As redes sociais, que um dia foram vistas como a grande infraestrutura da conversa digital, começam a enfrentar um julgamento crítico sobre seu impacto na saúde mental dos jovens. Enquanto a promessa de manter conexões e promover comunidades ainda ressoa, a realidade de 2026 revela um modelo que prioriza a coleta e a análise de dados para fins comerciais, colocando em questão a ética por trás de suas operações.
Recentemente, nos Estados Unidos, um julgamento focou no design aditivo de plataformas sociais e como esse modelo econômico afeta o bem-estar psicológico da juventude. Agora, a discussão vai além da mera análise de “que conteúdos estão circulando”, para abordar como essas plataformas moldam comportamentos, utilizando notificação constante, rolagem infinita e um contexto que valoriza reações impulsivas em detrimento da reflexão.
De acordo com um índice comparativo do IT Asset Management Group, Instagram e Facebook se destacam como as apps mais invasivas, coletando um total de 32 tipos de dados – 25 deles diretamente associados aos usuários. A interpretação dessas informações revela uma normalização da prática de rastreamento, que vai além de uma discussão abstrata sobre privacidade. A coleta de dados se tornou uma parte intrínseca do cotidiano digital, gerando um ecossistema complexo que tanto identifica quanto segue o comportamento do usuário.

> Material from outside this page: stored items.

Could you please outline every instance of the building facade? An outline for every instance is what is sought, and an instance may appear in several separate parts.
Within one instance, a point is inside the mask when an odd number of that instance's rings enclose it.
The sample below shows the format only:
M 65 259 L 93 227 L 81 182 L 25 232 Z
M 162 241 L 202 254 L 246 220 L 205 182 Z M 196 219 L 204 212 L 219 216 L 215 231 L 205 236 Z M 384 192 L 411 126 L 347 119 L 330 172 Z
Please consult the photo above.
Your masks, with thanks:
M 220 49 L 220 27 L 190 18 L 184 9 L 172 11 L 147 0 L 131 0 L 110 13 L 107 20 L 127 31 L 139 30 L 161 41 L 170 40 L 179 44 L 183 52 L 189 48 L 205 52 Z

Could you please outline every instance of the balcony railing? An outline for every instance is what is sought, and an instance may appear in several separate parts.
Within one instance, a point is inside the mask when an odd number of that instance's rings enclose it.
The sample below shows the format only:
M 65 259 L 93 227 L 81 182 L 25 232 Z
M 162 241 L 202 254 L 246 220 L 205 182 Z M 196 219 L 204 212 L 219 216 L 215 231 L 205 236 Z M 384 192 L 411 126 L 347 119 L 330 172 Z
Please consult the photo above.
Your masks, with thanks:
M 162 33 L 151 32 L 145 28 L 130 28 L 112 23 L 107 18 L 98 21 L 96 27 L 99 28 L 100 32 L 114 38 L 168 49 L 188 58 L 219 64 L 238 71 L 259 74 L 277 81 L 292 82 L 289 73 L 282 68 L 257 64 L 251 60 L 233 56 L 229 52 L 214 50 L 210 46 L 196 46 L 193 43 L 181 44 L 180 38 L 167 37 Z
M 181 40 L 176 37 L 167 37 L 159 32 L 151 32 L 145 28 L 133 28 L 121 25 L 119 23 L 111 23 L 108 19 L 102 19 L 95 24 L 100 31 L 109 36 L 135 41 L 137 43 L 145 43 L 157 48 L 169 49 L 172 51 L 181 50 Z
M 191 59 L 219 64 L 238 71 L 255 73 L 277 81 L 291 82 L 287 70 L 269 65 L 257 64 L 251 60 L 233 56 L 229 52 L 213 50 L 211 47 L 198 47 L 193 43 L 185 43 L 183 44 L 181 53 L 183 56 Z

O dilema se intensifica na chamada “economia da atenção”, onde as plataformas lucram ao aumentar o tempo que os usuários passam online. Isso gera um foco em conteúdos que maximizam o engajamento, frequentemente alimentando emoções negativas como indignação e comparação social, o que pode ser particularmente prejudicial para adolescentes, cuja autoimagem é delicada.
Como resposta, surgem duas propostas principais para reformar as redes sociais. A primeira sugere a implementação de mais transparência e limites rigorosos sobre a coleta de dados, especialmente para menores de idade. A segunda propõe uma mudança nos incentivos de negócio, em busca de um modelo em que a rentabilidade não dependa da vigilância constante, como assinaturas e versões pagas sem rastreamento.
Embora a solução para esses desafios não seja imediata, a necessidade de mudança é clara. Algumas ações práticas que os usuários podem adotar incluem a revisão de permissões de aplicativos, a redução da personalização de anúncios e a separação de usos de diferentes plataformas, para evitar a concentração em um único serviço.
O futuro das redes sociais está em jogo, e o julgamento em curso nos EUA pode ser um sinal do que está por vir. Contudo, a verdadeira mudança dependerá da disposição da sociedade em exigir serviços que conectem sem monitorar e que ofereçam entretenimento sem exploração excessiva dos dados dos usuários. A discussão sobre como essas plataformas operam e seu impacto na vida das pessoas está longe de acabar.